Offlaga Disco Pax, “grupo italiano da cidade de Reggio Emilia”, hanno suonato tantissimo, forse più di ogni altra band autoctona, nel corso di questi anni, su e giù per la penisola. Non hanno fatto altrettanto all’estero, con un pizzico di rammarico. Dato forse parzialmente comprensibile, peraltro, vista l’indiscutibile centralità dell’elemento narrativo. Alla luce di ciò devono essersi tolti una bella soddisfazione proponendo il loro concerto al pubblico della Mostra Sesc de Artes 2012 di San Paolo del Brasile il mese scorso. Una rassegna oltretutto di rilievo quella paulista: accanto ai Nostri anche il Glenn Branca Ensemble, la Cinematic Orchestra, Peter Brotzmann, Wadada Leo Smith, tanto per chiarire il tenore delle scelte artistiche.

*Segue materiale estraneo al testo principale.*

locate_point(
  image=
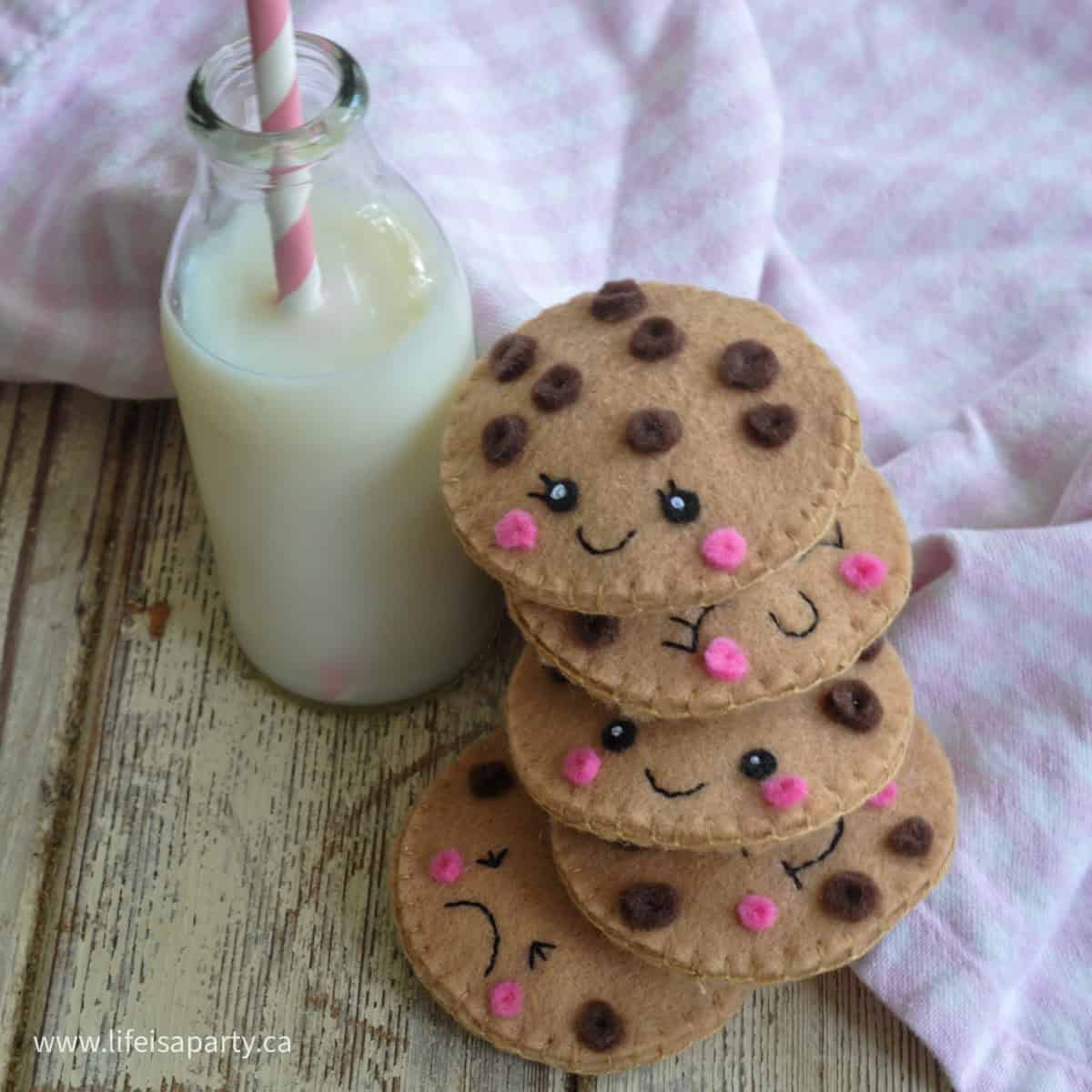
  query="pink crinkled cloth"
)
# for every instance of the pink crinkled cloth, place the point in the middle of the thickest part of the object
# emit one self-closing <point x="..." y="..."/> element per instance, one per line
<point x="910" y="180"/>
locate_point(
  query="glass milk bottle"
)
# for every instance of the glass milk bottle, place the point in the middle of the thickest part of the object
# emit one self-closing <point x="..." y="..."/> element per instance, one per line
<point x="315" y="436"/>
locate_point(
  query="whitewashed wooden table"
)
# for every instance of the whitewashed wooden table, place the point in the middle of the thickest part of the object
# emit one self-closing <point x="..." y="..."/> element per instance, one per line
<point x="185" y="851"/>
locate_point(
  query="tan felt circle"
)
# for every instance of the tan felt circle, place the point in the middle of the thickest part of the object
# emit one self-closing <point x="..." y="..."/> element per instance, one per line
<point x="808" y="596"/>
<point x="707" y="938"/>
<point x="781" y="500"/>
<point x="713" y="804"/>
<point x="451" y="948"/>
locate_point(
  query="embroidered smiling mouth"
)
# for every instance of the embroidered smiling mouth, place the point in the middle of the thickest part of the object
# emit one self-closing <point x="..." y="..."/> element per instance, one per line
<point x="694" y="627"/>
<point x="808" y="631"/>
<point x="610" y="550"/>
<point x="793" y="871"/>
<point x="672" y="794"/>
<point x="492" y="925"/>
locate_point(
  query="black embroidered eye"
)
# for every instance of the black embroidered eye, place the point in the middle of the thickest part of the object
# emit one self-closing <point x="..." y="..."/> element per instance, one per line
<point x="620" y="735"/>
<point x="561" y="496"/>
<point x="680" y="506"/>
<point x="758" y="764"/>
<point x="539" y="949"/>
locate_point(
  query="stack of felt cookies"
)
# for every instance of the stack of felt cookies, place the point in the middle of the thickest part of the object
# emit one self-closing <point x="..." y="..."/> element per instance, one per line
<point x="713" y="774"/>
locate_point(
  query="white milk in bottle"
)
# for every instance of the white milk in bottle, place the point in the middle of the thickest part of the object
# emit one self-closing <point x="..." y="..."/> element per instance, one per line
<point x="315" y="437"/>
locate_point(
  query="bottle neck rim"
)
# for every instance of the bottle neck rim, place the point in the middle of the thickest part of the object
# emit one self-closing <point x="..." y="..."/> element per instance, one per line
<point x="229" y="72"/>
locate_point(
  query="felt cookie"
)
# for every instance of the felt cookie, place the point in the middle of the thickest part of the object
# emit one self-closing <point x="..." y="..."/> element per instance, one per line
<point x="650" y="446"/>
<point x="489" y="928"/>
<point x="769" y="773"/>
<point x="804" y="906"/>
<point x="804" y="623"/>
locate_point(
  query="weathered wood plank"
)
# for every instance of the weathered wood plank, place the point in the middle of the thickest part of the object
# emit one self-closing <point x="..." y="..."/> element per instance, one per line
<point x="232" y="853"/>
<point x="61" y="502"/>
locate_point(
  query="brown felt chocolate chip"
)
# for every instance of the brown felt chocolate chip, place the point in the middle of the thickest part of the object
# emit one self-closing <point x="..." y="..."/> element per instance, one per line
<point x="599" y="1026"/>
<point x="595" y="631"/>
<point x="854" y="704"/>
<point x="489" y="780"/>
<point x="771" y="426"/>
<point x="850" y="895"/>
<point x="649" y="905"/>
<point x="617" y="300"/>
<point x="503" y="440"/>
<point x="511" y="358"/>
<point x="655" y="339"/>
<point x="652" y="431"/>
<point x="912" y="838"/>
<point x="748" y="366"/>
<point x="557" y="388"/>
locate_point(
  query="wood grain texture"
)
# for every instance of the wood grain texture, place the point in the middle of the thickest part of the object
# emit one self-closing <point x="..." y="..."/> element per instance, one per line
<point x="229" y="845"/>
<point x="64" y="497"/>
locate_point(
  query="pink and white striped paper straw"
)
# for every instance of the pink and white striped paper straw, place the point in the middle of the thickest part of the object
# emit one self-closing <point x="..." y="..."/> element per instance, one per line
<point x="273" y="47"/>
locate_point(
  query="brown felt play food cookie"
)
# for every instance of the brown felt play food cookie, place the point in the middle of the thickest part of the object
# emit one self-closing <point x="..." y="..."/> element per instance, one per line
<point x="789" y="912"/>
<point x="773" y="771"/>
<point x="804" y="623"/>
<point x="489" y="928"/>
<point x="648" y="447"/>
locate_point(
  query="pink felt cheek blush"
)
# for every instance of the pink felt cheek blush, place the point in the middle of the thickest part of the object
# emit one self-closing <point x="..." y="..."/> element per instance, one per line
<point x="517" y="530"/>
<point x="784" y="792"/>
<point x="724" y="549"/>
<point x="581" y="765"/>
<point x="725" y="660"/>
<point x="757" y="913"/>
<point x="506" y="999"/>
<point x="446" y="866"/>
<point x="864" y="571"/>
<point x="885" y="796"/>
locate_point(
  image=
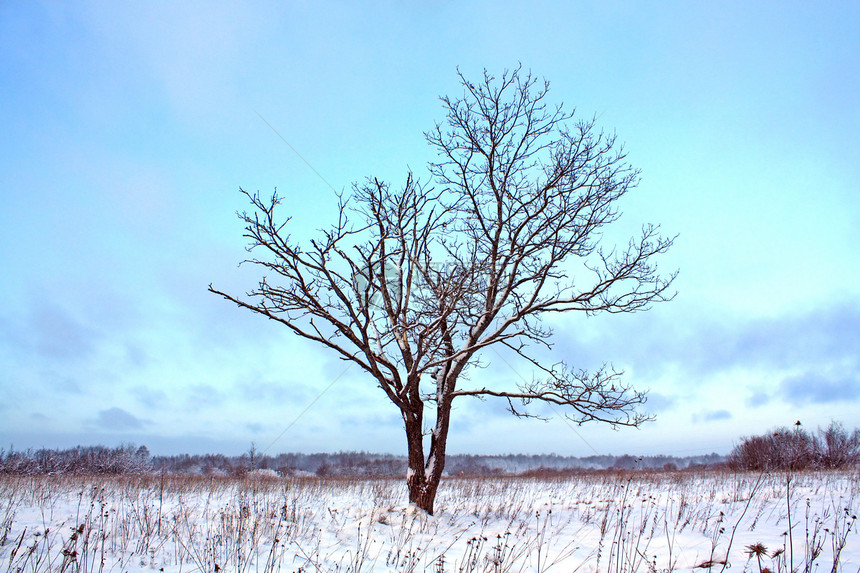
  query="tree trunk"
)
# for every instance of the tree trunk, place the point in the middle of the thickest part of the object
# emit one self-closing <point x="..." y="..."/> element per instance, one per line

Il trio composto da Carretti, Collini e Fontanelli ha pubblicato qualche mese fa il terzo album, Gioco di società. Nessuna rivoluzione d’ottobre per questo manipolo di socialisti reggiani figli dei Kraftwerk e della Synth Britannia. Semplicemente un’altra collezione di acute, ironiche e gustose storie, reminiscenze, riflessioni, sapientemente orchestrate e musicate, da meditare e ponderare come sempre con tutta la dovuta attenzione. Gli Offlaga hanno una formula efficace e collaudatissima che pare frutto di una sorta di centralismo democratico. Anche se a dire il vero Parlo da solo è lievemente destabilizzante ed in generale domina un’atmosfera ancor più teutonica e “krauta” del solito.

Domenica 26 agosto saranno una delle band di punta della quinta edizione del festival organizzato dalla webzine Youthless, programmaticamente intitolato Meeting People Is Easy, che si svolgerà all’Arena Concerti, zona Campovolo di Reggio Emilia, nell’ambito della Festa Nazionale del Partito Democratico. L’ingresso è assolutamente gratuito.

Profeti in patria saranno anche i Giardini di Mirò. La longeva formazione di Jukka Reverberi e compagni porterà di certo in scena le morbide distensioni e le cavalcate sognanti contenute nel loro nuovo album, Good Luck. Un disco nel complesso godibile, che non sposta di un millimetro le coordinate che contraddistinguono da sempre l’identità del gruppo, sempre ben salde sulle rotte che conducono oltremanica a band come Hood, Piano Magic, Mogwai, Ride… c’è pure un pezzo intitolato Ride… ops, ho detto Ride?

Scelta sicuramente azzeccata e non casuale da parte degli organizzatori quella di affiancare alle glorie indigene Mark Gardener, ex voce e chitarra dei britannici Ride. Le formazioni shoegaze storiche come Slowdive, My Bloody Valentine, Ride sono particolarmente amate in quel di Reggio Emilia, in particolar modo dagli headliner di questa edizione di Meeting People is Easy. Gardener giunge come solista con un set acustico che spazierà lungo l’arco della sua carriera.

Altre due le formazioni italiane che saliranno sul palco, entrambe provenienti da Torino. I Drink to Me, già attivi da una decina d’anni, hanno pubblicato il loro terzo album, intitolato S, per la bolognese Unhip Records. L’ottima Picture of the Sun è un brano emblematico e perfettamente riassuntivo del loro stile, a cavallo tra Animal Collective, Caribou, Grizzly Bear e Neon Indian ovvero il miglior indie americano degli ultimi anni, quello più psichedelico ed elettronico. I Movie Star Junkies invece hanno da poco dato alla luce il loro Son of the Dust. Anche loro provenienti dal capoluogo piemontese e certamente gruppo interessante: per quel che ho potuto sentire le loro radici vanno ricercate ad ovest, nelle spettrali frontiere blues punk americane ed australiane, dai Birthday Party di Nick Cave ai Beasts of Bourbon sino ai Gun Club ma anche agli Angels of Light.

Dalle 18 in poi si esibiranno nell’ordine: Movie Star Junkies, Mark Gardener, Drink To Me, Giardini di Mirò, Offlaga Disco Pax.